Based on these in vitro data, sertraline and paroxetine bear the apparently largest potential to influence the pharmacokinetics of coadministered drugs at the level of Pgp. However, at usual therapeutic doses, the IC₅₀ value for inhibition of Pgp is around 250-fold higher than the plasma concentration for paroxetine and around 500-fold higher for sertraline (Preskorn, 1997). Von Moltke et al. (1998) recently suggested a model to predict in vivo drug interactions based on in vitro data, which they applied to estimate the inhibitor potential of SSRI on cytochrome P450 CYP2D6. Provided that blood/liver concentration ratios were considered, which amount to 1:36 for sertraline, and not the unbound SSRI plasma concentration, the model yielded good predictions of the in vivo situation. For sertraline, with effective plasma levels of about 65 nM (Preskorn, 1996), this would implicate concurrent liver concentrations of about 2 μM. However, these concentrations are roughly 1 order of magnitude below the concentrations that were found to inhibit Pgp in our assays, suggesting that even if the accumulation of the drugs within the cell (e.g., in the biliary or renal system) is taken into account, the Pgp inhibition observed in vitro might not be clinically relevant.

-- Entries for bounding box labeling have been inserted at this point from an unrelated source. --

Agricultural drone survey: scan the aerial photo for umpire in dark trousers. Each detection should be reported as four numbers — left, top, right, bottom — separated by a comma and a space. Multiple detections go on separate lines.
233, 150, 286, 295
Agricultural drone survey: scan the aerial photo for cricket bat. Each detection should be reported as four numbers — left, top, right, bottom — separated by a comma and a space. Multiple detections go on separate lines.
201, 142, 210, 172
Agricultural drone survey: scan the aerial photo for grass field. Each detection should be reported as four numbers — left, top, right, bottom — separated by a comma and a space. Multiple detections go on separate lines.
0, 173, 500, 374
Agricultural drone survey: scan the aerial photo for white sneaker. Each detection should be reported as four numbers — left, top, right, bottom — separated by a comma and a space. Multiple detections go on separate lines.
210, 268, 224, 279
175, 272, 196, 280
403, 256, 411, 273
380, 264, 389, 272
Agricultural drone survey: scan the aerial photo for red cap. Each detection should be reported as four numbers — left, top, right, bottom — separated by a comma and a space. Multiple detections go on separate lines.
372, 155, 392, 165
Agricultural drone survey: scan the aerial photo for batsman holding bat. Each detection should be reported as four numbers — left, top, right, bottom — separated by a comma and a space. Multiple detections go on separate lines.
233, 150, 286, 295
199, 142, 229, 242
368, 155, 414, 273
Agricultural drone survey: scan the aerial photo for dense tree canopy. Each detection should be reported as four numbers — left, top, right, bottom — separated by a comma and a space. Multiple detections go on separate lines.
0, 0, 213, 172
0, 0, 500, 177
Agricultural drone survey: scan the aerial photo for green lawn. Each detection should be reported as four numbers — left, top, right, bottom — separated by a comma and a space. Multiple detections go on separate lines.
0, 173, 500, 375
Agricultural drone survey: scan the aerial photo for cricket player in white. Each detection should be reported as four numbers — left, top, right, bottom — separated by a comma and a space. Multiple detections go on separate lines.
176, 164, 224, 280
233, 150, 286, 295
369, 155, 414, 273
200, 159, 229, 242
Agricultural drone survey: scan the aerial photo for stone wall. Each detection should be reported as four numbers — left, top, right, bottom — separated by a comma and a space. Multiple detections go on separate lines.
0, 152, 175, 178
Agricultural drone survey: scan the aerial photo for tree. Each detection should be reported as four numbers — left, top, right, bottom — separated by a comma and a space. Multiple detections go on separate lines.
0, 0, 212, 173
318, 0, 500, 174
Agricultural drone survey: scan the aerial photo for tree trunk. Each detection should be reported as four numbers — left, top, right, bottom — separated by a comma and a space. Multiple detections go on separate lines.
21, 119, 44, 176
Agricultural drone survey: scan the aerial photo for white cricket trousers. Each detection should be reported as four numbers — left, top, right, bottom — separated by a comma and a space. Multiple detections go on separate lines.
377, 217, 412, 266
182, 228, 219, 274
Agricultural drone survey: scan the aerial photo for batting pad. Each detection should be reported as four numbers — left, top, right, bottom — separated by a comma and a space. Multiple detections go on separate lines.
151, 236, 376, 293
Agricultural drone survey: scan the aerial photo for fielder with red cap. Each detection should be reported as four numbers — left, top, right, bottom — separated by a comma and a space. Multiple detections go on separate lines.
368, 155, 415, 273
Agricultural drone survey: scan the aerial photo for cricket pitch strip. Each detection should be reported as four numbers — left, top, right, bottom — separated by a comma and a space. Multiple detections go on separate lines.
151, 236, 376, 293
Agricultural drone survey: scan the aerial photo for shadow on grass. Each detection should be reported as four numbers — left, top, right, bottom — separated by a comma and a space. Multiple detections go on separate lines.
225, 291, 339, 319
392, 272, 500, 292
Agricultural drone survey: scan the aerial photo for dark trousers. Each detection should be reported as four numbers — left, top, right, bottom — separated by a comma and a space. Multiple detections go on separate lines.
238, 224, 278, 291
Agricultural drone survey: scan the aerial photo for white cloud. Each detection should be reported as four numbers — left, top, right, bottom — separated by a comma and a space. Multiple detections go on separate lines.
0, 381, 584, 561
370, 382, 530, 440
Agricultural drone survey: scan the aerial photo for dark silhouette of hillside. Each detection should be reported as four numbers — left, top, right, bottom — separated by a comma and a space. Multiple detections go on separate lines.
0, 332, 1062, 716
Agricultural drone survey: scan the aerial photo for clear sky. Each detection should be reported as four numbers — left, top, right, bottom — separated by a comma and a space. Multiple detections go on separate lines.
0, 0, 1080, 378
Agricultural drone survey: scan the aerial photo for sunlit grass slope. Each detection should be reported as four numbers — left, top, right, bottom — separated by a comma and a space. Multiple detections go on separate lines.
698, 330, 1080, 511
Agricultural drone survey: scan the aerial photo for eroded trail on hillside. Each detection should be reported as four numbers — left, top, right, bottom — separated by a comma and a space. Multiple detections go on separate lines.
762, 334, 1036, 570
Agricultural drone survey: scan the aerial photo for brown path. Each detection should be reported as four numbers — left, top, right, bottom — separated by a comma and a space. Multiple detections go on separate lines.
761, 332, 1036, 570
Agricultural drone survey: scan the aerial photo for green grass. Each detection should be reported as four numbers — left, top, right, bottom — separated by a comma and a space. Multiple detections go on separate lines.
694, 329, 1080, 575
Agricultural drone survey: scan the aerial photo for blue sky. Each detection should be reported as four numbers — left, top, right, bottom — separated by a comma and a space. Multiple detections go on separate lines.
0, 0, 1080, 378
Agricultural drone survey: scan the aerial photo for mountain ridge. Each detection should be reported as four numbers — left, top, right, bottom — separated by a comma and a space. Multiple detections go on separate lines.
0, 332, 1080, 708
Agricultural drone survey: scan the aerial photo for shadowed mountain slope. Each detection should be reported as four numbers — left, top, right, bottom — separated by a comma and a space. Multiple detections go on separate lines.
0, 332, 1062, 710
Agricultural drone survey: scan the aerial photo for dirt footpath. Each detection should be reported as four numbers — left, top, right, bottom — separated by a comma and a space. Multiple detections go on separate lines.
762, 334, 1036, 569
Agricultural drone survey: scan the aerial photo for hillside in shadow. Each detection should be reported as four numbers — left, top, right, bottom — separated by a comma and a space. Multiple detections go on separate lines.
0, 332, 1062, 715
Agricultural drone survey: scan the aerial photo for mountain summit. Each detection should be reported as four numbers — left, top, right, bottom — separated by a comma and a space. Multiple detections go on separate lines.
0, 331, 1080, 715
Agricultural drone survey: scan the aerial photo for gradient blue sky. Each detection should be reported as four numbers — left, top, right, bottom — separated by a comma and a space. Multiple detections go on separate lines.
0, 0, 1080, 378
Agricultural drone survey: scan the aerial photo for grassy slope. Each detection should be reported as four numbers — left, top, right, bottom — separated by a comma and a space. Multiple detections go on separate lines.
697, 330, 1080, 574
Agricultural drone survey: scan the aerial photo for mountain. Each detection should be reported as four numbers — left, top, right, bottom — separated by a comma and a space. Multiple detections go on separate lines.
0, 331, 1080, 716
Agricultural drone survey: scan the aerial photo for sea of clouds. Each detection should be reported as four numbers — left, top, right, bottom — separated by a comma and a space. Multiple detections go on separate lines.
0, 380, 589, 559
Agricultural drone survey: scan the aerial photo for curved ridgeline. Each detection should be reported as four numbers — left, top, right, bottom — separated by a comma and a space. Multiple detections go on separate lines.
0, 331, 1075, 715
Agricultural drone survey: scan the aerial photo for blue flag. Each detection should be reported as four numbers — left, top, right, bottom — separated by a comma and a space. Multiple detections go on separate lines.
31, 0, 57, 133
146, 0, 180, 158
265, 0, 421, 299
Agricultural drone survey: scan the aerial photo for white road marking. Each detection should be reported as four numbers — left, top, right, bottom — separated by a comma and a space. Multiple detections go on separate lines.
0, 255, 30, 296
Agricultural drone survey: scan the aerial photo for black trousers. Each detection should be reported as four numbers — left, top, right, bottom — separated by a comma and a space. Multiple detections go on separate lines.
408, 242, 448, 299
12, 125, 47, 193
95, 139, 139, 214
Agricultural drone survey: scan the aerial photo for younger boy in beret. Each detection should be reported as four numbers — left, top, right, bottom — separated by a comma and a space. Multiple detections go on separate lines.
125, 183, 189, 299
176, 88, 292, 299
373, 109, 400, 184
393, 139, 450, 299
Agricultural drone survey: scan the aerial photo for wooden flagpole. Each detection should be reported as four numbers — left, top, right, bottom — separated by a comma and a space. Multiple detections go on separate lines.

This is substantiated by the fact that neither sertraline (Rapeport et al., 1996) nor fluvoxamine (Ochs et al., 1989) nor citalopram (Larsen et al., 2001) had a clinically relevant influence on the pharmacokinetic parameters of digoxin, a Pgp prototype substrate. There is only one case report describing a possible increase of serum digoxin levels after treatment with fluoxetine (Leibovitz et al., 1998). On the other hand, in addition to being an inhibitor of CYP2D6, paroxetine is a substrate of this isozyme, whose activity is regulated by a genetic polymorphism. In the absence of active enzyme (poor metabolizer) plasma paroxetine concentrations are up to 25-fold higher than in extensive metabolizers (Sindrup et al., 1992). Accordingly, it cannot be excluded that in poor metabolizer patients administration of high paroxetine doses may translate into clinically relevant modulation of the pharmacokinetics of concomitantly administered Pgp substrates.

In conclusion, the present study demonstrates that not only the widely used L-MDR1 cells are well suited to evaluate drug-induced Pgp inhibition with calcein-AM but also the pBCEC primary cell cultures, which are a well established model to assess the pharmacological properties of the blood-brain barrier. This is the first study that comprehensively quantified inhibitory effects of the newer antidepressants, some of which exerted substantial Pgp inhibition. It remains to be investigated whether this property of the newer antidepressants might lead to drug-drug interactions in patients.

Such interactions might, for instance, be relevant when drugs with low oral bioavailability due to substantial transport back into the gut lumen are to be coadministered, as it has be shown for loperamide when given in combination with quinidine (Sadeque et al., 2000).